A still developing change-up may help Butler in the major leagues, but the concern lies in his fastball not fooling anyone. Butler has thrown his dominant pitch 380 times and has only gotten a swinging strike 4.7% of the time. That’s roughly 18 swinging strikes on a pitch Butler needs to consistently miss bats if he wants to be successful at the major league level.
His slider is his out pitch, he won’t use his fastball to get swinging third strikes often, but it’s difficult to even get to a situation where he can use that slider if he can’t get batters to miss early in counts. Yesterday’s start against the Reds highlighted Eddie’s issue, he faced 28 hitters and recorded 18 outs in his six innings of work, but only one of those outs was a strikeout (opposing pitcher Jason Marquis). Beyond the one strikeout, Butler was struggling missing bats as a whole. He left his slider and change-up high in the zone and his fastball regularly lacked the movement needed to get a swing and a miss.
George Frazier made a good point (shockingly) in the broadcast that sometimes hitters hit a good pitch, which is true for Butler, but also the problem is they’re hitting a lot of his good pitches.
It’s one thing to hit your spot; it’s another to fool the hitter. Butler isn’t accomplishing the latter; his stuff is there, we’ve seen it and the majority of pitches you see getting hit aren’t bad pitches per se, but they just aren’t fooling anyone as to where they’re going to go.
Butler’s inability to miss bats early isn’t a complete indictment of his future career but it’s certainly concerning. It may just be that he’s raw, that he hasn’t learned how to fool hitters, but it would be a little less worrisome if he struggled in other areas. In the Fangraphs piece linked above, it highlights that a K rate as low as Butler’s rarely spells success in the Major Leagues, with Sonny Gray being the only star of the group.

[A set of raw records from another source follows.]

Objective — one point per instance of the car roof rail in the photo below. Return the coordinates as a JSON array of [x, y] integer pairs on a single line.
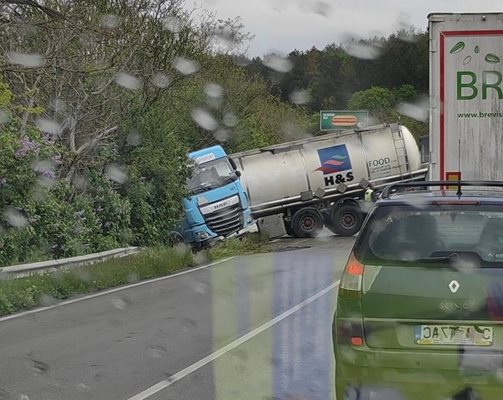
[[395, 187]]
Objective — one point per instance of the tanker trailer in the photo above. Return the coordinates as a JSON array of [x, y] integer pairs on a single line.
[[300, 186]]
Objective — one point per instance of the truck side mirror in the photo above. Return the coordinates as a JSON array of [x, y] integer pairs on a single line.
[[233, 164]]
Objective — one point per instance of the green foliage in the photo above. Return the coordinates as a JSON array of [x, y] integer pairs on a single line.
[[249, 244], [25, 293]]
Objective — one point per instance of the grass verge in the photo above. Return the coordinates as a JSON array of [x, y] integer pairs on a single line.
[[46, 289], [249, 244]]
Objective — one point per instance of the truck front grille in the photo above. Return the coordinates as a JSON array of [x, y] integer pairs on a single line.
[[225, 221]]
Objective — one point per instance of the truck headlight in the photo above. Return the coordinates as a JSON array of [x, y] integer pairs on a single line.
[[203, 235]]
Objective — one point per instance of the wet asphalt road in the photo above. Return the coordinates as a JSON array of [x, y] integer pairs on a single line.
[[254, 327]]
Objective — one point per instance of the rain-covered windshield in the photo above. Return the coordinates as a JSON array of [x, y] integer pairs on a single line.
[[434, 233], [210, 175]]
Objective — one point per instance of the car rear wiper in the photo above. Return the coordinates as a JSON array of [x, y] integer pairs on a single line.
[[452, 257]]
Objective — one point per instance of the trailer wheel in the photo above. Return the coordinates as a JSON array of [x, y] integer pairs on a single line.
[[307, 222], [345, 220], [288, 229]]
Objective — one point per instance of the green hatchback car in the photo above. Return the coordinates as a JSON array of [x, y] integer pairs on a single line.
[[420, 304]]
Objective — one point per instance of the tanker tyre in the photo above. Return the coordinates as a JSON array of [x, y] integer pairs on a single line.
[[288, 229], [345, 220], [307, 222]]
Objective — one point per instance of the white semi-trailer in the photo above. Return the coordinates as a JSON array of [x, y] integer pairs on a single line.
[[298, 187]]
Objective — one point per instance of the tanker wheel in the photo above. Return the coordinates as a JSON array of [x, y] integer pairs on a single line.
[[289, 229], [307, 222], [345, 220]]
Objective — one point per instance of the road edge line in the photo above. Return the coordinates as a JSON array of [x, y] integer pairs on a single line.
[[110, 291], [154, 389]]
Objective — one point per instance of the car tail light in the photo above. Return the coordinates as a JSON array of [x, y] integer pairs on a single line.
[[352, 276]]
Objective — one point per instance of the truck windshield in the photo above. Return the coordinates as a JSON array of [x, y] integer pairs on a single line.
[[210, 175]]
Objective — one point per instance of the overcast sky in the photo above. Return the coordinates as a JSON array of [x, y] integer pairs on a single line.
[[285, 25]]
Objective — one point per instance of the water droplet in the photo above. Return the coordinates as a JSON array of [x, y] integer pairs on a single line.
[[230, 119], [161, 80], [4, 116], [204, 119], [318, 7], [41, 165], [133, 277], [213, 90], [48, 126], [15, 218], [278, 63], [157, 351], [418, 110], [40, 367], [47, 300], [222, 135], [200, 258], [116, 173], [110, 21], [201, 287], [172, 24], [299, 96], [185, 66], [127, 81], [365, 51], [121, 303], [28, 60], [189, 325], [80, 182], [82, 387], [134, 138]]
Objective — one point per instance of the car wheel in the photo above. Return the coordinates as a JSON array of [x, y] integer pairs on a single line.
[[345, 219]]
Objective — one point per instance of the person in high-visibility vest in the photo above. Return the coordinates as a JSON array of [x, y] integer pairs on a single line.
[[370, 195]]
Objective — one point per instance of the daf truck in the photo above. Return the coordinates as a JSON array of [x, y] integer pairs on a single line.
[[217, 206]]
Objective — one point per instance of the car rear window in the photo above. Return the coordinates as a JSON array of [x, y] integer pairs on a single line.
[[465, 234]]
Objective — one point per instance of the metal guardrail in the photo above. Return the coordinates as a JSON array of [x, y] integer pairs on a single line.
[[18, 271]]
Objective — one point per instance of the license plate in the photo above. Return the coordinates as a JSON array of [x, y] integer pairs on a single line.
[[454, 335]]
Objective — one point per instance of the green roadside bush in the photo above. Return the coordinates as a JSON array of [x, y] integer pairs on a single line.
[[38, 290]]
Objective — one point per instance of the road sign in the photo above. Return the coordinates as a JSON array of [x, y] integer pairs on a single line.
[[343, 119]]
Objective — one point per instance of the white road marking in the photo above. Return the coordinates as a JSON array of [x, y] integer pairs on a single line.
[[104, 293], [222, 351]]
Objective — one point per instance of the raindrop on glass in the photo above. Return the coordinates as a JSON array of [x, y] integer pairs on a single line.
[[185, 66], [160, 80], [300, 96], [134, 138], [127, 81], [110, 21], [204, 119], [417, 110], [222, 135], [28, 60], [116, 173], [157, 351], [277, 63], [15, 218], [4, 116], [121, 303], [364, 51], [48, 126], [213, 90], [172, 24]]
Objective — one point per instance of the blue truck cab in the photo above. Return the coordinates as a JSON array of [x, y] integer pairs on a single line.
[[218, 206]]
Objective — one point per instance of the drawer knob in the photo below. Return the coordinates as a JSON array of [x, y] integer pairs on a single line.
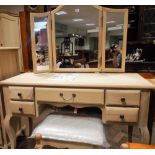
[[122, 117], [71, 98], [20, 109], [19, 95], [123, 100]]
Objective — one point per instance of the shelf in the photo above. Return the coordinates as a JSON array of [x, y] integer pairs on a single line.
[[9, 48]]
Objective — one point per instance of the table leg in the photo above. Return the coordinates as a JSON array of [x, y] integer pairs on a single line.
[[10, 131], [130, 130], [145, 135]]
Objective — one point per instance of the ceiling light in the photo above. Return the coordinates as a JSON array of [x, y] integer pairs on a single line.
[[77, 10], [61, 13], [119, 24], [93, 30], [114, 28], [110, 22], [90, 24], [78, 20]]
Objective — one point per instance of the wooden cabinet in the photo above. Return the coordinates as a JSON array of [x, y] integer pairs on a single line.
[[10, 45], [10, 58]]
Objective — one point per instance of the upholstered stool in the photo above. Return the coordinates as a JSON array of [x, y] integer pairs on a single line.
[[136, 146], [64, 131]]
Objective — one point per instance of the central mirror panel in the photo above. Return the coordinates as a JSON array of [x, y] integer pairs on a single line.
[[115, 23], [41, 41], [114, 40], [77, 38]]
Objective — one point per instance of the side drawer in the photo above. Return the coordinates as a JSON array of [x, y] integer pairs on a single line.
[[119, 114], [122, 97], [21, 93], [20, 107], [61, 95]]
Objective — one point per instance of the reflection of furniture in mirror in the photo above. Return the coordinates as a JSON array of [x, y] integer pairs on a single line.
[[83, 34], [41, 41], [115, 34], [10, 45]]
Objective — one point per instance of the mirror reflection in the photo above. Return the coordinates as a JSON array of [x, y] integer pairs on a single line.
[[114, 40], [41, 43], [77, 37]]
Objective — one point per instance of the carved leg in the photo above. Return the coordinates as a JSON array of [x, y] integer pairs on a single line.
[[145, 135], [10, 131]]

A lot of people point to Butler’s walk rate as the reason he’s struggled, but that’s too simple. Butler may be nibbling and missing the zone because he can’t trust his stuff to get whiffs and suddenly this issue starts to affect his entire game because he loses control completely and can’t get through six innings. This also leads to a 27:23 BB: K ratio, which is what many people point to when they highlight Eddie’s struggles. It leads to two kinds of Butler starts, one where he walks too many batters to get through a start or one where he gives up nine hits and can’t make it through a start.
Eddie may not need to be the ace he looked like early in his professional career, but if he continues to be too predictable to hitters he could find himself in a bullpen role or washed out of Colorado as yet another pitching bust.